Responsabilité du franchiseur mise en cause par l’ancien dirigeant-associé – TC Rouen, 19 oct. 2012, RG n°2011/012280

Après la cessation anticipée d’un contrat de franchise par la signature d’une transaction, un second contrat est conclu pour l’exploitation d’un point de vente sous la même enseigne mais qui ne rencontre pas le succès souhaité.

Un franchisé avait conclu un premier contrat de franchise pour exploiter un point de vente sous une enseigne de distribution. Le franchisé ayant rencontré des difficultés dans l’exploitation de son magasin, les parties avaient décidé d’y mettre un terme anticipé, moyennant la signature d’une transaction.

Postérieurement, le franchisé avait choisi de conclure un second contrat de franchise afin d’exploiter un nouveau point de vente sous la même enseigne dans un autre secteur géographique. Seulement, l’exploitation du second magasin ne rencontra pas le succès souhaité, la société franchisée fut placée en liquidation judiciaire. Le liquidateur judiciaire et l’ancien gérant-associé majoritaire de la société franchisée décidaient ensuite d’assigner le franchiseur.

Ils reprochaient au franchiseur, s’agissant du premier contrat, la violation de la clause d’exclusivité territoriale stipulée au contrat en raison de l’implantation d’un magasin sous une autre enseigne développée par une société appartenant au même groupe que celui de la société franchiseur.

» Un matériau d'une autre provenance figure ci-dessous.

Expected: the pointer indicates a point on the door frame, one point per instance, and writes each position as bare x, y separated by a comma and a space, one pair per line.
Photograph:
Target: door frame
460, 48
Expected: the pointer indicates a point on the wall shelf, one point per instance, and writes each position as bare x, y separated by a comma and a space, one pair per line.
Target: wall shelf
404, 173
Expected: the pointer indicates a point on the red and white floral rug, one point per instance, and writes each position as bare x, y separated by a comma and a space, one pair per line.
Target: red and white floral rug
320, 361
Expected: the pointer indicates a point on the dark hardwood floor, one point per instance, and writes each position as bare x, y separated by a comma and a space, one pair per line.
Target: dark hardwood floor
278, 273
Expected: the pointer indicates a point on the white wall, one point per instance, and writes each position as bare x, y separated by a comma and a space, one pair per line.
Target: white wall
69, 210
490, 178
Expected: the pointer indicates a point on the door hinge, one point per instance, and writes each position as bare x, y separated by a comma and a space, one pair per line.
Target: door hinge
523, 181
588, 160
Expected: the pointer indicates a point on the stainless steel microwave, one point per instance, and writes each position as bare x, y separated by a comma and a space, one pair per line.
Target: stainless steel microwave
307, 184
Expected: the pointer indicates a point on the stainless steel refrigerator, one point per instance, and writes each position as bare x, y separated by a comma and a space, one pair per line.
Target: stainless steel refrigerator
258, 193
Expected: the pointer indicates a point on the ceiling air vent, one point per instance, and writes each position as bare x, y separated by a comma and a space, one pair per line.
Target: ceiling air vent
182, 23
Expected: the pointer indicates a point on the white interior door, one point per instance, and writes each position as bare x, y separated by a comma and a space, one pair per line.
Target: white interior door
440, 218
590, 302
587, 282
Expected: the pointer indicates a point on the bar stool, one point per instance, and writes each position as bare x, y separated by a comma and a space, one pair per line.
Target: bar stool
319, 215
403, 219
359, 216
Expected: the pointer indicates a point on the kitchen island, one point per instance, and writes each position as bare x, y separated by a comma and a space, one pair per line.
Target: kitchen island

Ils soutenaient pour ce faire que la transaction signée entre les parties était nulle pour (i) défaut de cause en raison d’une absence de concession réciproque et (ii) pour avoir été signée sous la violence économique.

S’agissant du second contrat, le liquidateur et l’ancien dirigeant-associé soutenaient que le franchiseur avait manqué à son obligation précontractuelle d’information en fournissant des prévisionnels erronés et sollicitaient à ce titre des dommages-et-intérêts conséquents.

Le Tribunal de Commerce de Rouen, dans un jugement rendu le 19 octobre 2012, a entièrement débouté les demandeurs de leurs demandes.

S’agissant du premier contrat de franchise signé, le Tribunal a relevé que la transaction signée entre les parties prévoyait, d’une part, l’engagement du franchiseur de réduire sur une certaine période le taux de la redevance de franchise et, d’autre part, l’engagement du franchisé de proroger la durée du contrat de franchise de plusieurs mois par rapport à son terme initial. Il en a conclu que la réalité des concessions était incontestable.

Le Tribunal a retenu que la preuve d’un abus dans la conclusion de la transaction ou la preuve d’une violence économique n’étaient pas rapportées. Le Tribunal a ainsi validé la transaction et de ce fait a déclaré l’action intentée par le liquidateur judiciaire irrecevable.

Statuant sur la demande faite par l’ancien dirigeant-associé, le Tribunal a constaté que ce dernier ne démontrait en rien avoir subi un préjudice distinct de celui subi par la société franchisée pour le déclarer irrecevable.

S’agissant du second contrat de franchise, le tribunal de commerce de Rouen a considéré, au titre des demandes formulées par le liquidateur judiciaire, que la responsabilité du franchiseur ne pouvait être recherchée :

– s’agissant du choix du local, le tribunal relève que le franchiseur ne s’était en effet engagé que sur un rôle d’assistance dans sa prospection et s’était borné à conseiller le franchisé dans son choix. Le tribunal considère également que le franchisé a pris seul la décision de signer le bail commercial du local dans lequel il a exploité son activité sous l’enseigne ;

– s’agissant des prévisionnels, le franchisé ne rapportait pas la preuve que les prévisionnels avaient été établis par le franchiseur ; les comptes annexés au dossier bancaire émanaient d’un cabinet d’expertise comptable ; enfin, le franchiseur fournissait des chiffres d’affaires de commerces similaires validant les hypothèses des comptes prévisionnels du franchisé ;

– s’agissant de l’exécution du contrat, le tribunal retient que le franchiseur a assisté le franchisé par des visites régulières sans que ses conseils sur la tenue du magasin du franchisé et sa dynamisation ne soient suivis par le franchisé.

S’agissant de la demande de l’ancien dirigeant-associé visant à obtenir une indemnisation résultant de la non-perception d’une rémunération dans le cadre de l’exploitation de son magasin, le Tribunal rappelle qu’il lui appartenait de rapporter la preuve d’une faute, d’un préjudice et d’un lien de causalité. Considérant que le franchiseur n’avait commis aucune faute, le tribunal a donc débouté l’ancien dirigeant-associé de ses demandes.